The Statistics Seminar speaker for Wednesday, October 23, 2019, is Mikhail Belkin, a professor in the Department of Computer Science and Engineering and the Department of Statistics at the Ohio State University. He received his PhD from the University of Chicago in Mathematics in 2003. His research focuses on understanding the fundamental structure in data, the principles of recovering these structures and their computational, mathematical and statistical properties. This understanding, in turn, leads to algorithms for dealing with real-world data. His work includes algorithms such as Laplacian Eigenmaps and Manifold Regularization which use ideas of classical differential geometry for analyzing non-linear high-dimensional data and have been widely used in applications. Prof. Belkin is a recipient of an NSF Career Award and a number of best paper and other awards. He has served on the editorial boards of the Journal of Machine Learning Research and IEEE PAMI.
Talk: Beyond Empirical Risk Minimization: the lessons of deep learning
Abstract: “A model with zero training error is overfit to the training data and will typically generalize poorly” goes statistical textbook wisdom.

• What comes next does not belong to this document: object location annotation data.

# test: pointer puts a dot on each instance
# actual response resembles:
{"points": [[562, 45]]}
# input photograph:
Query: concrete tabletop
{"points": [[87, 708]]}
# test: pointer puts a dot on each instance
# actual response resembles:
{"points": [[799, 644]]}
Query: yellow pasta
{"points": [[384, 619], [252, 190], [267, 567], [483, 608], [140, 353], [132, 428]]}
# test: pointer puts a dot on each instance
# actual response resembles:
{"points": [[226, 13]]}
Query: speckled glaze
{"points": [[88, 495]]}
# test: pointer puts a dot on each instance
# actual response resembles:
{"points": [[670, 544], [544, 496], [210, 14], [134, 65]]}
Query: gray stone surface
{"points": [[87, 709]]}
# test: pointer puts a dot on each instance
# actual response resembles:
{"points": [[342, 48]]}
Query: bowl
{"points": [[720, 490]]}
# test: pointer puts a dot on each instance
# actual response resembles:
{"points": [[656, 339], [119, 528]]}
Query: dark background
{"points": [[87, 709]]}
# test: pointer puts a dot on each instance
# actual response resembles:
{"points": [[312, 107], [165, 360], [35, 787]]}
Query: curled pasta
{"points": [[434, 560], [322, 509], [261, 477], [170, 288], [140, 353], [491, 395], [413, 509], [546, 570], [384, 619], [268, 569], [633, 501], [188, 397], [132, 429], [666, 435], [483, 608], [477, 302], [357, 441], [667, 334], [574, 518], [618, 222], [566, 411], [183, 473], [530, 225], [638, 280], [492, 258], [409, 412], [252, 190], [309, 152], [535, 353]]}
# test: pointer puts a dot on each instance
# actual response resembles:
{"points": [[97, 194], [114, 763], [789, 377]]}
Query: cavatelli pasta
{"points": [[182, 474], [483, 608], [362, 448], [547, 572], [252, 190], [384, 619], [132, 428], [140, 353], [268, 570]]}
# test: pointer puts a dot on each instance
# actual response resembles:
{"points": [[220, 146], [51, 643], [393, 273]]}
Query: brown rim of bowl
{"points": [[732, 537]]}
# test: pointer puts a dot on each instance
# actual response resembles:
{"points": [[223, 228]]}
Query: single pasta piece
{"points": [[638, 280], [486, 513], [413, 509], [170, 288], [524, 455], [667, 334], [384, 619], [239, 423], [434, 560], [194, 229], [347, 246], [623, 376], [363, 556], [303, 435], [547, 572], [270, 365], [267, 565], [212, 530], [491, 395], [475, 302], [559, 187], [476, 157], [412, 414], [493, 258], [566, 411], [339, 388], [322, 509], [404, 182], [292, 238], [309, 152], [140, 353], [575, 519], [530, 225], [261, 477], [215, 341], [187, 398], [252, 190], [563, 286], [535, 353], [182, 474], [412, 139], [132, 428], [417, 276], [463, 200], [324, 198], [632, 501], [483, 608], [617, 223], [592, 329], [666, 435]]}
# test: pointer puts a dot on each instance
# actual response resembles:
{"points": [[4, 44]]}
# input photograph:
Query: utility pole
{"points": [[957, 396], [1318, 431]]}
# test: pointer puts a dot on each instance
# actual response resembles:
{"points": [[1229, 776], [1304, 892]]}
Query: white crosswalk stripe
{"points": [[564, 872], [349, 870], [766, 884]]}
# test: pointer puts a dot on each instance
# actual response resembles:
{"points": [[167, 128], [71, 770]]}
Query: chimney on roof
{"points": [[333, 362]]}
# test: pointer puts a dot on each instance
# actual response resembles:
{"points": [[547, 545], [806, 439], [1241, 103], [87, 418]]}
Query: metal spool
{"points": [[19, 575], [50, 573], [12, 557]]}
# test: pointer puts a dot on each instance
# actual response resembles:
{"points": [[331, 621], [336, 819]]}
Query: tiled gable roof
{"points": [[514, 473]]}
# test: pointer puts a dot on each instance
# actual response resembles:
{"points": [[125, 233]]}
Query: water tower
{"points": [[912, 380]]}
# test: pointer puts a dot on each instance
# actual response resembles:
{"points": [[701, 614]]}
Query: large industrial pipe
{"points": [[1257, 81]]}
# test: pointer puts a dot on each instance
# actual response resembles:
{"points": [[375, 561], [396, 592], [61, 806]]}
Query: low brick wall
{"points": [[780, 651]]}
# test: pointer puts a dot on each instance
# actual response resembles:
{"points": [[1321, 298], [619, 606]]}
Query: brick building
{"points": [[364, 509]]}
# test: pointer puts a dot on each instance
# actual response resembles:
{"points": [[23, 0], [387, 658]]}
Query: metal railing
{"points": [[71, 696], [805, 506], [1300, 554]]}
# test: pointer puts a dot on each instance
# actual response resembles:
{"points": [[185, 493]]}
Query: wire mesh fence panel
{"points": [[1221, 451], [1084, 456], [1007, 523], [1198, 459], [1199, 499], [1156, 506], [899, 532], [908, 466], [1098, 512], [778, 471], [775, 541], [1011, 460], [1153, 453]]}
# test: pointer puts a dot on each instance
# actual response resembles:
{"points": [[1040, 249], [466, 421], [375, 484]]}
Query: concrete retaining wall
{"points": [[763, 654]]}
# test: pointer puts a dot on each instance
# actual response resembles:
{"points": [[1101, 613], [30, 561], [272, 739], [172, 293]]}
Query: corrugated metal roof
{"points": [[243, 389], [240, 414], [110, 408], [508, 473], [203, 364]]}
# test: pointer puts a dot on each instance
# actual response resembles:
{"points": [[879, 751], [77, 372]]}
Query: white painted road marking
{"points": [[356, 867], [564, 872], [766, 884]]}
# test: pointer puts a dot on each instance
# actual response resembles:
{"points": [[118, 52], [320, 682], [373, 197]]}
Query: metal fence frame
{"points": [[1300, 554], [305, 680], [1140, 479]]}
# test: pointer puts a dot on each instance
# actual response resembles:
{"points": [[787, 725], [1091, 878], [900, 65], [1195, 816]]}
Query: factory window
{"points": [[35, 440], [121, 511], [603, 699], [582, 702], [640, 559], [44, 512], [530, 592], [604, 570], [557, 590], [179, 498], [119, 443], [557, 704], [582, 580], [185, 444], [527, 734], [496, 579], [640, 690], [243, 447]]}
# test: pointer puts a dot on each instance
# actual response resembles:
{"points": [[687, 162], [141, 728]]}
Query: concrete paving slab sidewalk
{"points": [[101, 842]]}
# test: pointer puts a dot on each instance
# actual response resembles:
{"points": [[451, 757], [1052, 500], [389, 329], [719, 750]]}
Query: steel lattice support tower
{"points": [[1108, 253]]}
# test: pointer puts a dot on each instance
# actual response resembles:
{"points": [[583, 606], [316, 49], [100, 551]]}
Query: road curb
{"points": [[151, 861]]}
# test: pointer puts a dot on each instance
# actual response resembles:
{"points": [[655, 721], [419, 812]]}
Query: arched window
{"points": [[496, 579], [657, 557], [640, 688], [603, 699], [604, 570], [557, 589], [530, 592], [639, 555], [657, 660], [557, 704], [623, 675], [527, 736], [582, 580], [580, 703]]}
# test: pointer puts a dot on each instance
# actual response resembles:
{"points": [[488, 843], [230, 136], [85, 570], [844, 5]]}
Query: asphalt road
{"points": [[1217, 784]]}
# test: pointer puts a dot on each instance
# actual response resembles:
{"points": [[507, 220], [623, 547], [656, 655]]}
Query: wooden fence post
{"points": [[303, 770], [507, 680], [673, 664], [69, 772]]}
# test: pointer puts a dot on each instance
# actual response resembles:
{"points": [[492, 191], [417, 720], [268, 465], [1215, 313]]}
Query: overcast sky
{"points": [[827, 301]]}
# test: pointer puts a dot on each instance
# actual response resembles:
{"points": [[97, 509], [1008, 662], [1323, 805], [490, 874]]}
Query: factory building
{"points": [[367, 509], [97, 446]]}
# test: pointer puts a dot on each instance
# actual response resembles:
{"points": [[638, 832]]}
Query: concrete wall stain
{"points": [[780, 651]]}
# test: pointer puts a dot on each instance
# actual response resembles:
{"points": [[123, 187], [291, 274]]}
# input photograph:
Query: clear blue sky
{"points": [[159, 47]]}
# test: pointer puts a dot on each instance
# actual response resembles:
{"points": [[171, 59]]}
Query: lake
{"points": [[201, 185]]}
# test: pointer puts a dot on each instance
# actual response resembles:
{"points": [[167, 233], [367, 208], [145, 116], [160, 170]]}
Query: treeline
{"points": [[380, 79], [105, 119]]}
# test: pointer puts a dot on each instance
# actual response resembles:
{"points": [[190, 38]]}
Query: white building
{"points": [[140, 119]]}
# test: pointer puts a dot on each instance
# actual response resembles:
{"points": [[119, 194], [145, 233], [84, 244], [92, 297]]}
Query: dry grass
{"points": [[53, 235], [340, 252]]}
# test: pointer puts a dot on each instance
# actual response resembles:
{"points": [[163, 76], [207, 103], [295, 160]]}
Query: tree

Yet, in modern practice, over-parametrized deep networks with near perfect fit on training data still show excellent test performance. This apparent contradiction points to troubling cracks in the conceptual foundations of machine learning. While classical analyses of Empirical Risk Minimization rely on balancing the complexity of predictors with training error, modern models are best described by interpolation. In that paradigm a predictor is chosen by minimizing (explicitly or implicitly) a norm corresponding to a certain inductive bias over a space of functions that fit the training data exactly. I will discuss the nature of the challenge to our understanding of machine learning and point the way forward to first analyses that account for the empirically observed phenomena. Furthermore, I will show how classical and modern models can be unified within a single "double descent" risk curve, which subsumes the classical U-shaped bias-variance trade-off.
Finally, I will discuss the important implications for optimization, showing, in particular, how the lessons of deep learning can be used to accelerate kernel machines.